La section quant à elle tombe dans les mains de l’alliance CERES-PSU à la suite de l’arrivée de jeunes militants, alors que la SFIO était un parti d’adhérents. À partir de 1969 et surtout de 1971, arrivent des gens qui avaient milité au PSU, à la CFDT, à l’Unef, à la Fédération de l’éducation nationale. Peu à peu, ils prennent en main les sections, finissant par supplanter et éliminer les vieux adhérents dont certains devaient leur emploi à la présence d’élus socialistes dans la municipalité Morice. Ces arrivées de militants sont à ce point massives qu’en 1978-1979, il n’y a plus d’anciens SFIO au comité fédéral de Loire-Atlantique. En 1983, après l’échec de Chénard et le remplacement d’Etienne Caux par Batteux à Saint-Nazaire, aucune municipalité n’est plus tenue par d’anciens d’une SFIO qui, en Loire-Atlantique a totalement disparu en dix ans.
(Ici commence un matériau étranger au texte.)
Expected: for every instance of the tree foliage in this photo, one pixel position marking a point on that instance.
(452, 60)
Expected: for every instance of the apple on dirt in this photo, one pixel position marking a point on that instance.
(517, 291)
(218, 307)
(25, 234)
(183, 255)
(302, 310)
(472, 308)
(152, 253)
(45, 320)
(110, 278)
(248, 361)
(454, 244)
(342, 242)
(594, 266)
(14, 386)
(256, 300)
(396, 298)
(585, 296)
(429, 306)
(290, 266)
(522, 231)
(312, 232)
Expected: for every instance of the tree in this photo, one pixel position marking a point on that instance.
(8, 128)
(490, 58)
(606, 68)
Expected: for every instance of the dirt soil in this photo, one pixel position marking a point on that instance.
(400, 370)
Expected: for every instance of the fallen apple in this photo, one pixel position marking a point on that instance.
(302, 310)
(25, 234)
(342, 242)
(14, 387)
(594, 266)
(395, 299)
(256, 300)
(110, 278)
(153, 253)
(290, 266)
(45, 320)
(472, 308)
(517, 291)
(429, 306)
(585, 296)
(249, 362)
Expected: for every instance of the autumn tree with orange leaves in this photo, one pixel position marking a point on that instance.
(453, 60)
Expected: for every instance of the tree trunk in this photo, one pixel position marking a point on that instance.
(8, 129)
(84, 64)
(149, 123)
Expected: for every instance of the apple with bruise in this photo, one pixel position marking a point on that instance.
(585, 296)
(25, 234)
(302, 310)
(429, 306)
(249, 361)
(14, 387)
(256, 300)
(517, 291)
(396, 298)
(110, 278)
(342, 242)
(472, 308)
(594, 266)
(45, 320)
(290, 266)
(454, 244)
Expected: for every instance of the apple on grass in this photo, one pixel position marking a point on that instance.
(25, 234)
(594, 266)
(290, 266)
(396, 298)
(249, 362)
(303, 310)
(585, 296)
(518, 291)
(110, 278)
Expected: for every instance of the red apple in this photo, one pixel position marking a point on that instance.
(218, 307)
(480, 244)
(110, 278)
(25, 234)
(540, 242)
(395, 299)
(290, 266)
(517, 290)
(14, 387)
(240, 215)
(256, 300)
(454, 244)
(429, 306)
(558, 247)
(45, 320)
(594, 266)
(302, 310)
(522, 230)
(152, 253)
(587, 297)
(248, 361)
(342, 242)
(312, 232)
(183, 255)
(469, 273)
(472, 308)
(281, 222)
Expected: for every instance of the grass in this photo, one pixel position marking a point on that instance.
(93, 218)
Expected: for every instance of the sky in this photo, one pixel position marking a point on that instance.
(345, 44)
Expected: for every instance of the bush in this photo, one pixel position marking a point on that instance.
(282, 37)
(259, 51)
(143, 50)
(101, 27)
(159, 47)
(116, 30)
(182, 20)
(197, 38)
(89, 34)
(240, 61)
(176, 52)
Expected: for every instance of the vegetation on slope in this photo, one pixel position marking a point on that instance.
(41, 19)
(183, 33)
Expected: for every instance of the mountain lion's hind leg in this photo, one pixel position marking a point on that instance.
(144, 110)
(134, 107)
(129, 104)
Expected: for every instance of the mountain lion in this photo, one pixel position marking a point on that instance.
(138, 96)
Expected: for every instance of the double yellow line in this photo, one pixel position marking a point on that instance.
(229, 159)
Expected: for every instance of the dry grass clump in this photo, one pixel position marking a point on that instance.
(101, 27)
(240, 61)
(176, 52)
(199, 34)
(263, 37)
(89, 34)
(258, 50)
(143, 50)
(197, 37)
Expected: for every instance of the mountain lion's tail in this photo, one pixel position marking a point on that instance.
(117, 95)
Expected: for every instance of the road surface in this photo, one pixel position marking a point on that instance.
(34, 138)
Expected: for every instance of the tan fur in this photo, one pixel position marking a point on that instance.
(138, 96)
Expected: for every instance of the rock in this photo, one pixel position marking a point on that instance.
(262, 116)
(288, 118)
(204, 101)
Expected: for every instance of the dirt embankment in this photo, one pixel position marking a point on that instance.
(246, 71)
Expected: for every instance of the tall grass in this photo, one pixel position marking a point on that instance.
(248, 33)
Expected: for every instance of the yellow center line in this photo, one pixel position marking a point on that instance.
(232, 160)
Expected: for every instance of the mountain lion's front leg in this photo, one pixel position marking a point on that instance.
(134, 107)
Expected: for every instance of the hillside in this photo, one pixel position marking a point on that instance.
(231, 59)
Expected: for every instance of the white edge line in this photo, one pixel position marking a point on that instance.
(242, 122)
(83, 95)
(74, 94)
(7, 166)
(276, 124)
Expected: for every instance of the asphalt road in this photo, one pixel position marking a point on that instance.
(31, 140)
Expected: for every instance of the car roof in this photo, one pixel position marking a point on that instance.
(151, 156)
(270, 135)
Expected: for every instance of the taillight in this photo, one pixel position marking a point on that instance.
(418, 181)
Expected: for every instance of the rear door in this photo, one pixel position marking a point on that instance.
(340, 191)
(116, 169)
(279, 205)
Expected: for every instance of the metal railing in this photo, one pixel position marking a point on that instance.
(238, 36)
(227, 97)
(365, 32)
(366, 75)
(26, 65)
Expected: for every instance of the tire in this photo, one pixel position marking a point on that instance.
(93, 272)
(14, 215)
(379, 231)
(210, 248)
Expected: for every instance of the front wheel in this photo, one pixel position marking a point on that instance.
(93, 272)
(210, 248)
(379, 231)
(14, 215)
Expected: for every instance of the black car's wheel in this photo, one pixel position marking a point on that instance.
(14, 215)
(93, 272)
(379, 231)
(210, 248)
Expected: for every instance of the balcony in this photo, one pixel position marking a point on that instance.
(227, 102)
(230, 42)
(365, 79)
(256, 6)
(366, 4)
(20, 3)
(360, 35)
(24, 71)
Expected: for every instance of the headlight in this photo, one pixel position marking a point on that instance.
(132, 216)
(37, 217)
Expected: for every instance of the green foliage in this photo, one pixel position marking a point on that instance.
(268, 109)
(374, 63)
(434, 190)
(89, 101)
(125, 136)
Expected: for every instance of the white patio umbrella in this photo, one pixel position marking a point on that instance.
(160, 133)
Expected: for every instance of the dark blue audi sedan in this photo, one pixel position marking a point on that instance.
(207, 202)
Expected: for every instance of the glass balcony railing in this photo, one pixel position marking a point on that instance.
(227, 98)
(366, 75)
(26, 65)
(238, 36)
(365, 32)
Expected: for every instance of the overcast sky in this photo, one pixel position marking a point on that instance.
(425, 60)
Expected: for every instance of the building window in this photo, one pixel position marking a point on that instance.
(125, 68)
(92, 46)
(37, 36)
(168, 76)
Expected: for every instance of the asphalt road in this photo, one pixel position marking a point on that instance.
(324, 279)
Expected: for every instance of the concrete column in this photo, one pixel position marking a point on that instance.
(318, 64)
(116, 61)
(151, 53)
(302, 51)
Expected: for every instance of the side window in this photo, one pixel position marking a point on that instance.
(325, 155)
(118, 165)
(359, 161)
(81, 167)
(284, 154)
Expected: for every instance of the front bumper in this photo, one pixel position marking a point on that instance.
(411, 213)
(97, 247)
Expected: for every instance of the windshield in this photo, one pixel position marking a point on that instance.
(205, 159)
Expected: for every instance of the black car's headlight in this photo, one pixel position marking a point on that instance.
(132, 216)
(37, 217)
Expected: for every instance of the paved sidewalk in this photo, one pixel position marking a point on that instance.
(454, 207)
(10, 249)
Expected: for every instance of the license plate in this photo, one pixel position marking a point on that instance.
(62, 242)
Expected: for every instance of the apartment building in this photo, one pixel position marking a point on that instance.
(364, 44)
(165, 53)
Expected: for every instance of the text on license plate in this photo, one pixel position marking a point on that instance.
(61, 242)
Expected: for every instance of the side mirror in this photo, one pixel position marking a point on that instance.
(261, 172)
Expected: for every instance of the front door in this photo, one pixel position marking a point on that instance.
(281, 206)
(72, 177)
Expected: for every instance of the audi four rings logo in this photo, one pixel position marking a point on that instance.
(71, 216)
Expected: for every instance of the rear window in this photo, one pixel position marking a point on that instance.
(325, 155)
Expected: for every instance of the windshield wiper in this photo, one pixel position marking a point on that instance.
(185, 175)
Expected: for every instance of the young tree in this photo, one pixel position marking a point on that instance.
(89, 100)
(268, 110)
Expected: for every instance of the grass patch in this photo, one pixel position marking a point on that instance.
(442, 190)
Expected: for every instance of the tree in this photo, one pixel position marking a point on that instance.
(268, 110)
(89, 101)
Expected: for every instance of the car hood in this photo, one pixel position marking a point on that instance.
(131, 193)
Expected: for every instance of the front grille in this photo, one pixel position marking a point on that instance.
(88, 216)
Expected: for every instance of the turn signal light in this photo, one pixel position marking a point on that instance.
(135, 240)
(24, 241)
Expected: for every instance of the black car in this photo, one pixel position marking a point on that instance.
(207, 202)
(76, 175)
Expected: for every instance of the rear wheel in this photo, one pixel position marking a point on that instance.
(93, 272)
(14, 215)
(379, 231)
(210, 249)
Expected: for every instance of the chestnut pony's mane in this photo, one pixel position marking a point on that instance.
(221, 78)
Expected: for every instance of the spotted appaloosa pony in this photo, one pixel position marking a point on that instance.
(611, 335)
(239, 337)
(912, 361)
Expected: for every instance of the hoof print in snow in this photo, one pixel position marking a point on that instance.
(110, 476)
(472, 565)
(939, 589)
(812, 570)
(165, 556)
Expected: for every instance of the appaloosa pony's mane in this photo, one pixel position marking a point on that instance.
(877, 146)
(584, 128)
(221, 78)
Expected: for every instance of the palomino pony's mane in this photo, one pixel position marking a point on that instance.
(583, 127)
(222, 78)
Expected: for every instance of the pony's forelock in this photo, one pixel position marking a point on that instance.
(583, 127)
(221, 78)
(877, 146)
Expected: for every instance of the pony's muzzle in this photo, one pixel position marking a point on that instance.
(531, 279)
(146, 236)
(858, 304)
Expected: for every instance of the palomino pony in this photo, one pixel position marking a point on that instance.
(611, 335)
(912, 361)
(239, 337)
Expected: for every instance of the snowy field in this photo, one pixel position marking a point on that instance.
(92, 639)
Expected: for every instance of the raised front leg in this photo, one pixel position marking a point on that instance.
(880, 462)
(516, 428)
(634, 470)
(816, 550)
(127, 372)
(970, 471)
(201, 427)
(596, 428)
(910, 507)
Pour mémoire, au printemps 1977, après la victoire de la liste municipale conduite par Alain Chenard, Patrick Marnot a été nommé directeur de cabinet de Chénard à la mairie et Jean Gilbert Marzin, secrétaire général au développement urbain après une refonte de l’organigramme des services municipaux. Par la suite Patrick Marnot à exercé des responsabilités auprès du Président du Conseil Regional d’Auvergne, les fonctions de Secrétaire Général de la Ville de La Rochelle, d’Inspecteur de l’Administration au Ministère de l’Intérieur, de Directeur du Palais des congrès de Lille. Il est aujourd'hui membre de la section de Nantes-Est. Quant à Jean-Gilbert Marzin, après la Mairie de Nantes, il a été nommé Préfet de l’Ardèche en 1983, puis de la Sarthe, de la Région de Corse et de la Corse du Sud et enfin du Pas de Calais.

Document issue d’une compilation d’informations fournies par Jean Guiffan, professeur agrégé d’histoire, et Jean-Gilbert Marzin.